Study reveals image-guided adaptive radiation treatments linked to short-term side effects for prostate cancer

Study reveals image-guided adaptive radiation treatments linked to short-term side effects for prostate cancer
Image source: Google

New Jersey, US: Radiation therapy for patients with prostate cancer can be made safer by a method that uses imaging technology as a guide. This method enables doctors to precisely direct radiation beams towards the prostate while avoiding adjacent tissue in the bladder, urethra, and rectum.

The technique is known as magnetic resonance-guided daily adaptive stereotactic body radiation (MRg-A-SBRT), and it has been the subject of a detailed study of all published clinical trials.

The findings of the study were published by Wiley online in CANCER, a peer-reviewed journal of the American Cancer Society.

MRg-A-SBRT's comprehensive images can be used to update a patient's radiation plan each day to take into account anatomical changes and to track the prostate's position in real-time while the radiation beam is on to make sure that the prostate is receiving the proper amount of treatment. Although MRg-A-SBRT is gaining popularity and has been the subject of numerous clinical research, it is unclear whether the method—which demands more time and resources than usual practices—had an influence on clinical results and side effects when compared to other radiation delivery methods.

To investigate, Jonathan E. Leeman, MD, of the Dana-Farber Cancer Institute and Brigham and Women’s Hospital, and his colleagues searched the medical literature for prospective studies that tested MRg-A-SBRT. The team combined data from 29 clinical trials that included a total of 2,547 patients to evaluate side effects that occurred following MRg-A-SBRT for prostate cancer compared with a more conventional method of treatment that is guided by computed tomography and is not adjusted on a daily basis in the way that MRg-A-SBRT is.

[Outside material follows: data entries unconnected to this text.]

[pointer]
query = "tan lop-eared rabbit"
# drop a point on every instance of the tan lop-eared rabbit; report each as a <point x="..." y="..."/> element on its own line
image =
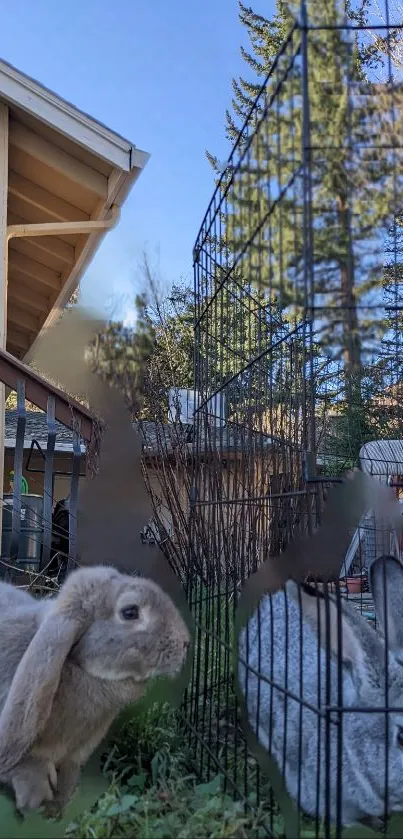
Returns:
<point x="69" y="665"/>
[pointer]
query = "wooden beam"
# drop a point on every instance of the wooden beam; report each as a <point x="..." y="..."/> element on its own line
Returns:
<point x="4" y="141"/>
<point x="59" y="161"/>
<point x="18" y="339"/>
<point x="23" y="296"/>
<point x="54" y="246"/>
<point x="64" y="227"/>
<point x="50" y="206"/>
<point x="37" y="390"/>
<point x="22" y="319"/>
<point x="21" y="265"/>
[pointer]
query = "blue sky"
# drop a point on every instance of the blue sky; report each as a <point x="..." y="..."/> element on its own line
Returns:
<point x="160" y="74"/>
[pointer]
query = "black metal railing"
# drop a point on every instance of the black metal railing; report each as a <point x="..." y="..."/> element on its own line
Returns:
<point x="39" y="529"/>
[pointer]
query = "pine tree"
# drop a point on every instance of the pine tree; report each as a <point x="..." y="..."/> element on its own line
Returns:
<point x="352" y="192"/>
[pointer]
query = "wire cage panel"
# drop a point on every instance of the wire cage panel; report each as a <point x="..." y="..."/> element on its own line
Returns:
<point x="298" y="330"/>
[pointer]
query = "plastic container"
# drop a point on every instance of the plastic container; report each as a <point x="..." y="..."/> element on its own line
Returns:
<point x="31" y="531"/>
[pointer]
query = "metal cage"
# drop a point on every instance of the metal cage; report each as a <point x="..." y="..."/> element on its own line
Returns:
<point x="298" y="268"/>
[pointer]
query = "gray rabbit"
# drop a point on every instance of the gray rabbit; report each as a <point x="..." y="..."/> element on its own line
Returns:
<point x="69" y="664"/>
<point x="285" y="641"/>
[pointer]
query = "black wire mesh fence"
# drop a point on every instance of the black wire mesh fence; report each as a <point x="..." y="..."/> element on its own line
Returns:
<point x="297" y="374"/>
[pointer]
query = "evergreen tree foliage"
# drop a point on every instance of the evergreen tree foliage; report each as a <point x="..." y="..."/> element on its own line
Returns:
<point x="353" y="185"/>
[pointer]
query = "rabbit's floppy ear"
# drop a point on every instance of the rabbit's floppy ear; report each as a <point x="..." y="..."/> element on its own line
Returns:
<point x="386" y="579"/>
<point x="36" y="680"/>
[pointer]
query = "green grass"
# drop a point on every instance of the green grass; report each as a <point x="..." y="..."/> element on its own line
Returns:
<point x="154" y="791"/>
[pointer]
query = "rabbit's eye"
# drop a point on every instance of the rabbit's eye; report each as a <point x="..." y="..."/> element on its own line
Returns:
<point x="130" y="613"/>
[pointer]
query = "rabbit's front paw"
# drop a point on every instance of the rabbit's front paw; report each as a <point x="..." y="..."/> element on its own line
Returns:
<point x="68" y="775"/>
<point x="33" y="782"/>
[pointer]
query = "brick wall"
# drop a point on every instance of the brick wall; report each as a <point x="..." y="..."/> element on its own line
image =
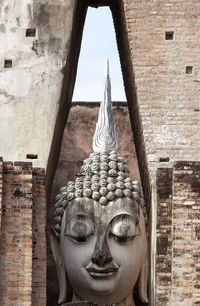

MRg-A-SBRT was associated with significantly fewer urinary and bowel side effects in the short term following radiation. Specifically, there was a 44% reduction in urinary side effects and a 60% reduction in bowel side effects.

“The study is the first to directly evaluate the benefits of MR-guided adaptive prostate radiation in comparison to another more standard and conventional form of radiation, and it provides support for use of this treatment in the management of prostate cancer,” said Dr. Leeman.

Dr. Leeman noted that the study also raises further questions regarding this type of treatment. For example, will the short-term benefits lead to long-term benefits, which are more impactful for patients? Longer follow-up will help answer this question because MRg-A-SBRT is a relatively new treatment. Also, which aspect of the technology is responsible for the improved outcomes seen in clinical trials? “It could potentially be the capability for imaging-based monitoring during the treatment or it could be related to the adaptive planning component. Further studies will be needed to disentangle this,” said Dr. Leeman.